AFL Round 21: Walk across half-back upholds the Magpie name

There have been many great football monikers down through the years, from the Flying Doormat to Plugger and the Galloping Gasometer. My favourite football name is fictional. It was the thinly veiled title given to the suburb of Collingwood by the writer Frank Hardy in his novel Pride Without Glory . . . Carringbush.

There’s something about this name that harkens back to when Squizzy Taylor and John Wren ruled the cobbled streets of Magpie Land. This name carries power, for the 1920s were the only era when Collingwood were truly dominant. They won four Premierships in a row. Despite the Depression and lack of technology I would have given anything to have been alive during the ’20s; to have marvelled at names like Coventry and Collier.

The times since have not always been kind to the Pies and their supporters. In the hapless 1970s a new name was struck by one of our own, the Colliwobbles. How we would love to rid ourselves of this tag that hangs around our collective necks like an albatross.

This game against Sydney forms a small piece in a giant redemptive puzzle for the Collingwood Football Club.
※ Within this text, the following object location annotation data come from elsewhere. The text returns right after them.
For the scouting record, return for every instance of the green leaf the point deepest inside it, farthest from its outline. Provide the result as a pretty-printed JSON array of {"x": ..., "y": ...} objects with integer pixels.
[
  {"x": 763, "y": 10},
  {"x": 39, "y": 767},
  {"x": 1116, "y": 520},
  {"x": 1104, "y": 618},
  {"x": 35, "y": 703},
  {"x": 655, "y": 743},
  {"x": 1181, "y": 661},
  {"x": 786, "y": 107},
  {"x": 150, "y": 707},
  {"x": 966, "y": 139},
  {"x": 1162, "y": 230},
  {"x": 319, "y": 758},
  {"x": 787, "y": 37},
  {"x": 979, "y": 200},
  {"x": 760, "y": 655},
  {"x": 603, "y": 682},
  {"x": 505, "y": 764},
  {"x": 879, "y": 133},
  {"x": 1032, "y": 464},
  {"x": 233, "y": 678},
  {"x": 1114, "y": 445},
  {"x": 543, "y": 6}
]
The Swans have been playing well in recent weeks, having narrow losses against competition leaders St Kilda and Geelong. Parking around the ground is terrible so Chris and I start the long trek from the borders of Carringbush. The high rises are not far away. We have three kids in tow. It is like Mao’s long march. When we reach the ground we rush for refreshments.

In the first quarter the game is a scrap. The wind is howling from the west and this affects the skill level. Passes are missed from less than twenty metres away. It is unlikely that this game will feature on many highlights packages. As the game begins Paul Medhurst and Jack Anthony both present well for the Pies. By quarter-time we lead by just eleven points with the benefit of the breeze. This does not augur well.

The second quarter is more of the same. What is impressive about Collingwood is the wall that they seem to be building across half-back. Nick Maxwell, Heath Shaw and the Big H all dominate. They have each enjoyed excellent seasons. Adam Goodes is easily the best player on the ground. He looks like a heavyweight amongst a bunch of middleweights. He may as well have CHAMP written across his back and be done with it. In many ways his performance reminds me of Nathan Buckley as he gathers kicks from every part of the ground. By half-time the Collingwood lead has been whittled to nine points, but considering the breeze this is a good effort.

The third quarter begins with Rhyce Shaw being called a few choice names by the people around us . . . this tendency to dislike someone as soon as they change stripes is a bit disappointing. I found it hard to boo Chris Tarrant (but still managed to in a moment that I regret to this day). After all, guys like Rhyce and Taz have given us years of service. As the quarter progresses the Pies use the breeze well and charge to a thirty-point lead at three-quarter time. Jack Anthony plays well but for some reason our forward line still seems to lack structure or fluency. It is the Berlin Wall across the backline that makes all the difference.

In the last quarter the CHAMP from Sydney kicks a goal from sixty out on the run. He is a monty for the Brownlow this year. His best is simply better than anyone else in the competition. Like Buddy Franklin he treats the ground as if it is a stage. Dancing Harry O’Brien finishes the game well for the Pies with several dashes through the middle. In the end the Pies win by 41 points, which is a good result on a blustery day.

After the match we walk back through the empty streets of Carringbush. The factories and recycled lofts and apartments are all around us. I dream of the days of Coventry and Collier and wonder if in a few weeks’ time names like Didak, Davis and Maxwell might be just as immortal.

David Enticott is the Pastor of the Rosanna Baptist Church with September on his mind.